McGuirl Melissa R, Smith Samuel Pattillo, Sandstede Björn, Ramachandran Sohini
Division of Applied Mathematics, Brown University, Providence, Rhode Island 02912.
Center for Computational Molecular Biology, Brown University, Providence, Rhode Island 02912.
Genetics. 2020 Jun;215(2):511-529. doi: 10.1534/genetics.120.303096. Epub 2020 Apr 3.
Emerging large-scale biobanks pairing genotype data with phenotype data present new opportunities to prioritize shared genetic associations across multiple phenotypes for molecular validation. Past research, by our group and others, has shown gene-level tests of association produce biologically interpretable characterization of the genetic architecture of a given phenotype. Here, we present a new method, Ward clustering to identify Internal Node branch length outliers using Gene Scores (WINGS), for identifying shared genetic architecture among phenotypes. The objective of WINGS is to identify groups of phenotypes, or "clusters," sharing a core set of genes enriched for mutations in cases. We validate WINGS using extensive simulation studies and then combine gene-level association tests with WINGS to identify shared genetic architecture among 81 case-control and seven quantitative phenotypes in 349,468 European-ancestry individuals from the UK Biobank. We identify eight prioritized phenotype clusters and recover multiple published gene-level associations within prioritized clusters.
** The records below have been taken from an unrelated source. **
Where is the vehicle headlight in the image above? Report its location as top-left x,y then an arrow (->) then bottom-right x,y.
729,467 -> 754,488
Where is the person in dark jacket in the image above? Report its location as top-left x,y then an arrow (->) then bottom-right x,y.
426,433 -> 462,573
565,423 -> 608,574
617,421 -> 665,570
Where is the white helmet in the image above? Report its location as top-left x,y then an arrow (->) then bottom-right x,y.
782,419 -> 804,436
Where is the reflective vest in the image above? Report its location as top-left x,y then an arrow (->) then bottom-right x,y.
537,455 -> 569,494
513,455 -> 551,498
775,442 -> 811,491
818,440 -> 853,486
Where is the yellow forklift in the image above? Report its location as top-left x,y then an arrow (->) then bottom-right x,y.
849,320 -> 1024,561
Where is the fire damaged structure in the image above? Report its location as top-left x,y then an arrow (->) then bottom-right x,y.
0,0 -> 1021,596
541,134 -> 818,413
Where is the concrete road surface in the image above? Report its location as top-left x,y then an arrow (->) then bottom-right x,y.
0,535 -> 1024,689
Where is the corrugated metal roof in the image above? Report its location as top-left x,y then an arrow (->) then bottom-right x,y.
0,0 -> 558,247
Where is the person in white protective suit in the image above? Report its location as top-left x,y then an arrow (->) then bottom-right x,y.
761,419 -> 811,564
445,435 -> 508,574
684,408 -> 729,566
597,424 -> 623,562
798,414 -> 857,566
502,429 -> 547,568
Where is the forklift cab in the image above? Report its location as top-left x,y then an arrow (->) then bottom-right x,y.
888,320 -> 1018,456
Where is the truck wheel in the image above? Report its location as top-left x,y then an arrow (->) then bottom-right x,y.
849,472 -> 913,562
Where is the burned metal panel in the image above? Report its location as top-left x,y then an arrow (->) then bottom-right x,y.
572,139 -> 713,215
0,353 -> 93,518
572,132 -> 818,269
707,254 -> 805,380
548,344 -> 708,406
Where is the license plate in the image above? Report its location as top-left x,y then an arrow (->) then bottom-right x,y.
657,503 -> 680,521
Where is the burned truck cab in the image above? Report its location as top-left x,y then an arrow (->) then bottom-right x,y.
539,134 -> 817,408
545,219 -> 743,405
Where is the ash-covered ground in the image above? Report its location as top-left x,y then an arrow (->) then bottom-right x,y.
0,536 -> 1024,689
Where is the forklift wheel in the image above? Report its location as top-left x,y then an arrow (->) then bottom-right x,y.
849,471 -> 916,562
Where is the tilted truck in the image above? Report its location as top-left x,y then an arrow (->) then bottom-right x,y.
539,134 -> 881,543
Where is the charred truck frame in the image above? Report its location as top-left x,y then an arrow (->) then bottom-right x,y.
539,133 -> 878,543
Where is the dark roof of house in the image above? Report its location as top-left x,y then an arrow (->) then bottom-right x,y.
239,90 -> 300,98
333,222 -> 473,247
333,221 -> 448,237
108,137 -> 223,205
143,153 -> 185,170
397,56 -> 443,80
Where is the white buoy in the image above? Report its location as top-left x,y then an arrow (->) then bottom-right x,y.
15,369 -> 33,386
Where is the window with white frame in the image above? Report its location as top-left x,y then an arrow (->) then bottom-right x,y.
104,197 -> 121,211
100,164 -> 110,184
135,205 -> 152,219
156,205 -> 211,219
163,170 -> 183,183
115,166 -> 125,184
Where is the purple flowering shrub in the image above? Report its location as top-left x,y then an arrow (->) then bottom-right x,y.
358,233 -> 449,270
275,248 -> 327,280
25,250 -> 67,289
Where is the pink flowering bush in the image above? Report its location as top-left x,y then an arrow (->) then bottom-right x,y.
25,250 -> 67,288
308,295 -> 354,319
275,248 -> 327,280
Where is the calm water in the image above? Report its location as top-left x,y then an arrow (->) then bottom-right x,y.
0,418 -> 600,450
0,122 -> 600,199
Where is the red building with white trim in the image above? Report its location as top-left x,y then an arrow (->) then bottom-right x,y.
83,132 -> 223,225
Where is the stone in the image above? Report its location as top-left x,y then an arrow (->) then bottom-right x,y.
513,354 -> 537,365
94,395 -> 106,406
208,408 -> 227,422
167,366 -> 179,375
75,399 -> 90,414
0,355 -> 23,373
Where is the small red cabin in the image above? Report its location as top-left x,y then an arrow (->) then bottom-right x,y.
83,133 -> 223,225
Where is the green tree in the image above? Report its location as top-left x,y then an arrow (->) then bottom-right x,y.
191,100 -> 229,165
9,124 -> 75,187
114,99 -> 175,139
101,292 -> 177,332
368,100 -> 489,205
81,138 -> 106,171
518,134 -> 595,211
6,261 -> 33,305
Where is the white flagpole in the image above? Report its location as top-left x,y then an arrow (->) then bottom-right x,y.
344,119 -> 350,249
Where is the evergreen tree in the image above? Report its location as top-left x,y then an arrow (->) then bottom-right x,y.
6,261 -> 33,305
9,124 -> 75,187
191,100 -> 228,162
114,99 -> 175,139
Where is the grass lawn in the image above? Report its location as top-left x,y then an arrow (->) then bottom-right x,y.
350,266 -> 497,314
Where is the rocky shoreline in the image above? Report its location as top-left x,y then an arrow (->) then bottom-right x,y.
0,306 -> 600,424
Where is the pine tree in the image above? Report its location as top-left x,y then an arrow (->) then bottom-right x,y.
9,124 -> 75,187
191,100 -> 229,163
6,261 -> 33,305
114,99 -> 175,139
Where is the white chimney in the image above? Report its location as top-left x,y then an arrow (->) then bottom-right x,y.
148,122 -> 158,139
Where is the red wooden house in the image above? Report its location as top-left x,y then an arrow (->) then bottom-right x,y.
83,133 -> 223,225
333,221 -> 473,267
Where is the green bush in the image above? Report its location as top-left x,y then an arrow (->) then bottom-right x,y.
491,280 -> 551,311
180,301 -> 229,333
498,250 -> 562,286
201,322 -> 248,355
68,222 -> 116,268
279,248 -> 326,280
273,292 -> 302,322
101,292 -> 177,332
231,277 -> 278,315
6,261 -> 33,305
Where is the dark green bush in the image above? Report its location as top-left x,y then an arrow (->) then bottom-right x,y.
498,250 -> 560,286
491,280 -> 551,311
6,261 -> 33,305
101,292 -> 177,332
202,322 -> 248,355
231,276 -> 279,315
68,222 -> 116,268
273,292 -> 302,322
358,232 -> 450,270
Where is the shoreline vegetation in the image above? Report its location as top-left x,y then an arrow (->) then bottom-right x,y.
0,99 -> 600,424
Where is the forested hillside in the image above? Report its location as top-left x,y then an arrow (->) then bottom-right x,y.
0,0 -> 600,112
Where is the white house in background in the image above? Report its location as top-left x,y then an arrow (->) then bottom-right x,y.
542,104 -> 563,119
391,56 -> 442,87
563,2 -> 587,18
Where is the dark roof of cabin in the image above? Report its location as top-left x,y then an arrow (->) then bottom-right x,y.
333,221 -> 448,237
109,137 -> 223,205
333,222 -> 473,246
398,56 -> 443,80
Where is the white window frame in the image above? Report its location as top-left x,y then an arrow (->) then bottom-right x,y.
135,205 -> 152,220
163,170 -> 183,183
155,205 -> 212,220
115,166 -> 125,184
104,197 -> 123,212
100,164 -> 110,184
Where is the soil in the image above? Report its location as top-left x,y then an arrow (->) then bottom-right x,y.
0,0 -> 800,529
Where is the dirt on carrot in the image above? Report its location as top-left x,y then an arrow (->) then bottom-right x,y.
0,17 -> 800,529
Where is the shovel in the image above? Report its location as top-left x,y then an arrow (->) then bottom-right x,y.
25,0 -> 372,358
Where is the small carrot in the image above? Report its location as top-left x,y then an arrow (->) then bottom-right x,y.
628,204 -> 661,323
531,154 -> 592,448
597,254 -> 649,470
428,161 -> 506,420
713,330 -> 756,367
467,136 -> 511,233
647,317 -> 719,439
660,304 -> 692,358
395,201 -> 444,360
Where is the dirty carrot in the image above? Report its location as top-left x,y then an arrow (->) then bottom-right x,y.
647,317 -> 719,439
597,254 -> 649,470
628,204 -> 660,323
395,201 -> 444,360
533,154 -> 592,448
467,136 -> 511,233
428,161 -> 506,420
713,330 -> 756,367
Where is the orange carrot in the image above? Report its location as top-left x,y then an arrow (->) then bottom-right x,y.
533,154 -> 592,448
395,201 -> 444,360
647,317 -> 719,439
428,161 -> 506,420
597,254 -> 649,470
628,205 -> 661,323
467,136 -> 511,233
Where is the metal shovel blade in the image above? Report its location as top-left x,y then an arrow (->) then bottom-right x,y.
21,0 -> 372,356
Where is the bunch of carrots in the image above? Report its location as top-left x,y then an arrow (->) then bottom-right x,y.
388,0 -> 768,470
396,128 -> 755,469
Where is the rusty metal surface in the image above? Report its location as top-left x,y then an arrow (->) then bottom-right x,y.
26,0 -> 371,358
新兴的将基因型数据与表型数据配对的大规模生物样本库为优先考虑跨多种表型的共享基因关联以进行分子验证提供了新机会。我们团队和其他团队过去的研究表明,基因水平的关联测试能够对给定表型的遗传结构进行生物学上可解释的表征。在此,我们提出一种新方法,即利用基因分数通过沃德聚类识别内部节点分支长度异常值(WINGS),用于识别表型之间共享的遗传结构。WINGS的目标是识别共享一组核心基因的表型组,即“簇”,这些基因在病例中富集突变。我们通过广泛的模拟研究验证了WINGS,然后将基因水平的关联测试与WINGS相结合,在来自英国生物样本库的349,468名欧洲血统个体中识别81种病例对照和7种定量表型之间共享的遗传结构。我们识别出八个优先表型簇,并在优先簇中重现了多个已发表的基因水平关联。